New issue
Have a question about this project? Sign up for a free GitHub account to open an issue and contact its maintainers and the community.
By clicking “Sign up for GitHub”, you agree to our terms of service and privacy statement. We’ll occasionally send you account related emails.
Already on GitHub? Sign in to your account
non-latest WAL log corruption after EBS snapshot restore in AWS #12467
Comments
Could you please provide the setting you have for |
TiKV uses kPointInTimeRecovery and kAbsoluteConsistency, so it has WAL recycle disabled. ie recycle_log_file_num=0. As for WriteOptions, I only see 3 options ever being set.
|
Thanks for the info.
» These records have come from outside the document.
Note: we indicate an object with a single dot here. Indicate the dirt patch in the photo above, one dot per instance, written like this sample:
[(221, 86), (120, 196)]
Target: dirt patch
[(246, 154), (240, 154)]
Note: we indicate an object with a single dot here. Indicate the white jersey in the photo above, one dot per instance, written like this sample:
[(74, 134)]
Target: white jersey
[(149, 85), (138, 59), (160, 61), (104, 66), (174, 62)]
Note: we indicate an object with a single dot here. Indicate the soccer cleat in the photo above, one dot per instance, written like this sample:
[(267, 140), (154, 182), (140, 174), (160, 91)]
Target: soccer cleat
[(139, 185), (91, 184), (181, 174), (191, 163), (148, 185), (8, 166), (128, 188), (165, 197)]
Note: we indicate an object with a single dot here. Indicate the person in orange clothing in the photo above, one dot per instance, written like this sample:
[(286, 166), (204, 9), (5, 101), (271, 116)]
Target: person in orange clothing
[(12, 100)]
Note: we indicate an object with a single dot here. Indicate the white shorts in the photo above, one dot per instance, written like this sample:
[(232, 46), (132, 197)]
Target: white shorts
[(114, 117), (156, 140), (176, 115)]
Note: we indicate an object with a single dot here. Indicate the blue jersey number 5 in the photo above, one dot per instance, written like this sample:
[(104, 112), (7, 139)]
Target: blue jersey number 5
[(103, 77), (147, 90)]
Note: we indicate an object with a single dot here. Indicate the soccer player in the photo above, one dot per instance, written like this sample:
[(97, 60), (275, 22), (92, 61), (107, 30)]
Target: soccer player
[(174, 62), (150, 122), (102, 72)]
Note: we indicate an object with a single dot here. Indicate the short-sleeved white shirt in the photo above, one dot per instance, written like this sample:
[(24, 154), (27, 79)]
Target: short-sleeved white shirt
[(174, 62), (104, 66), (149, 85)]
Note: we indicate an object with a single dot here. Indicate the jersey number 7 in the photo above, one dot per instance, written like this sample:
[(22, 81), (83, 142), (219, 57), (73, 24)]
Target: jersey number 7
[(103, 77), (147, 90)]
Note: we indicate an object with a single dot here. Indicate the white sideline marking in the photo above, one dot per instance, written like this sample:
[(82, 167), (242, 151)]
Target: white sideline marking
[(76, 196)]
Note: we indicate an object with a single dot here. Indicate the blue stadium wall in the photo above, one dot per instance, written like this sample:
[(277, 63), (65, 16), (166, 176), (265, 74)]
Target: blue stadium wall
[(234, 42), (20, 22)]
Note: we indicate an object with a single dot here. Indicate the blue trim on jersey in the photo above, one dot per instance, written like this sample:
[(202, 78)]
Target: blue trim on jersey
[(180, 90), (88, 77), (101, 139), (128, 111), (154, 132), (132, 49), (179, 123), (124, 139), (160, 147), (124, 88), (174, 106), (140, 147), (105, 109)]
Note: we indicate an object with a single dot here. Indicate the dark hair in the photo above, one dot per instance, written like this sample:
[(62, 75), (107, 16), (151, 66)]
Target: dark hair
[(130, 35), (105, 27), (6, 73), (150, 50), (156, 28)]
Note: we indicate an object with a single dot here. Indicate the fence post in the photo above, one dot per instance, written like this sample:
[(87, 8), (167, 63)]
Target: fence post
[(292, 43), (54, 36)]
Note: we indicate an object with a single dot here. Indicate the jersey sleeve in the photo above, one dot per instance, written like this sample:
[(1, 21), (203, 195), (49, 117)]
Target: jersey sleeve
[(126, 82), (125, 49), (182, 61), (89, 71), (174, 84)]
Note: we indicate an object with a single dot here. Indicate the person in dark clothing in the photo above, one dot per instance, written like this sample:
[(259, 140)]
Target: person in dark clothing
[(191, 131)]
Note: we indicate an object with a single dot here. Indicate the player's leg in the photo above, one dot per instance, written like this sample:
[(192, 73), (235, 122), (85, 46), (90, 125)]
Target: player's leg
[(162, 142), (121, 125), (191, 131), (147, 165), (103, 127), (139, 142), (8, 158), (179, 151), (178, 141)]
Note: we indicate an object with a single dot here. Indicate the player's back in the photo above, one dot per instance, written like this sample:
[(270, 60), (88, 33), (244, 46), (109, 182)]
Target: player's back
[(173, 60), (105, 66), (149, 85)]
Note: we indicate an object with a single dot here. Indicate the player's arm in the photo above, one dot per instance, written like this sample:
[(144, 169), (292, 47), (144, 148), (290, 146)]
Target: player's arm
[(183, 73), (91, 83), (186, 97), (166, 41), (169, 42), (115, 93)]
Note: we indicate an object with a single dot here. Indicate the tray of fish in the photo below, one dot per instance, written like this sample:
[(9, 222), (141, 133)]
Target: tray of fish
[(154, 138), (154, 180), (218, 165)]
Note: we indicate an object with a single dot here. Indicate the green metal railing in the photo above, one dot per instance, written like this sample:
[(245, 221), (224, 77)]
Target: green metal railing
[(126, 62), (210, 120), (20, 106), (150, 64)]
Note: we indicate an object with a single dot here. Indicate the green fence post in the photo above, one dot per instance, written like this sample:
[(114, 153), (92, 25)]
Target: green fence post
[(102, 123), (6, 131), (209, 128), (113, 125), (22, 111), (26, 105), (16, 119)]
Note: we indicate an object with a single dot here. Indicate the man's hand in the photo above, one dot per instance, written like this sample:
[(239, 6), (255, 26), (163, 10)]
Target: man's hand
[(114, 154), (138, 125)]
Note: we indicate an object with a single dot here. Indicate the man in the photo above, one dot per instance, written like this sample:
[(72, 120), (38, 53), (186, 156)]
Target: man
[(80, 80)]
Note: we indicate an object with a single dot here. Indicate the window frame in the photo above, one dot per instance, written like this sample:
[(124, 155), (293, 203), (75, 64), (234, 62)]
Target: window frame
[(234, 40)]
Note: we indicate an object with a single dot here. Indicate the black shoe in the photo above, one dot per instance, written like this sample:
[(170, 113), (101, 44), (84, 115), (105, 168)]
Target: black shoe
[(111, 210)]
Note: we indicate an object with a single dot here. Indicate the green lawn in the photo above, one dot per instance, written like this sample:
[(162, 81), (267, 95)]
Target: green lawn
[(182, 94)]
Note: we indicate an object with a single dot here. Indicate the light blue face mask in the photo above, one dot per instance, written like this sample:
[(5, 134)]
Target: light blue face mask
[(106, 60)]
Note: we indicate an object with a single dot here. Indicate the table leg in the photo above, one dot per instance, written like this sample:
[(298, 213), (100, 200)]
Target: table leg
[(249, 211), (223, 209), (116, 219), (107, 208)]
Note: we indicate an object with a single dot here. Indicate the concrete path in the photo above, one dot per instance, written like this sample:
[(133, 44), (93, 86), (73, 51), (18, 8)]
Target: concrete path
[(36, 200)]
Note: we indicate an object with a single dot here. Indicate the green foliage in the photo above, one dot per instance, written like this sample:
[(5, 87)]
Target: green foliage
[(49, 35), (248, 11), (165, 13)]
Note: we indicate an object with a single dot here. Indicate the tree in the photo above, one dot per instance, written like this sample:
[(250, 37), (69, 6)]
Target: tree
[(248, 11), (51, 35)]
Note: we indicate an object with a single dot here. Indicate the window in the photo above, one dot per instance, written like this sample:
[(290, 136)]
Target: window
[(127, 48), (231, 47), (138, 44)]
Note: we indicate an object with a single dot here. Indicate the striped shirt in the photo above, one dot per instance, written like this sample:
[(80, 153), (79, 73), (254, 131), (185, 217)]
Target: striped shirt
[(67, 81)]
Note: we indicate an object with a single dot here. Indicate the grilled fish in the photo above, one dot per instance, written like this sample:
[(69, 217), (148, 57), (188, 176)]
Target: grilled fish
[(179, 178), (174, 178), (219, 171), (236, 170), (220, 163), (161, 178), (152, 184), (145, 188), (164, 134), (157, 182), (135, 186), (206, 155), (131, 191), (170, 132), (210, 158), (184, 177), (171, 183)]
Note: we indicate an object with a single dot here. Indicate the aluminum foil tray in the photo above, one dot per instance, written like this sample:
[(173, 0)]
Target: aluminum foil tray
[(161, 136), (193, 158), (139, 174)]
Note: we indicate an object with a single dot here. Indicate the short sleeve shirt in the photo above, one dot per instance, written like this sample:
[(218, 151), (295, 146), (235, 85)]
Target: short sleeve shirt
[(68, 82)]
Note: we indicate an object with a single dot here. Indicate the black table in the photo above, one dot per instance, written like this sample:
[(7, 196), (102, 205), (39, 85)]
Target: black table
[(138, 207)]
Does TiKV also use an external syncer thread, that is, setting Did your LOG file contain any occurrences of "WAL Sync error"? Do you still have 15557239.log? I can't tell from the error message, but it would be interesting to know if this error is around the end of the log file. |
Great question. I think @tonyxuqqi mentioned tikv does trigger flushWAL manually, except I can't find a code reference. So @tonyxuqqi , if you can confirm.
Yeah. We had checked earlier. Unfortunately no "sync error". THat would have a perfect smoking gun.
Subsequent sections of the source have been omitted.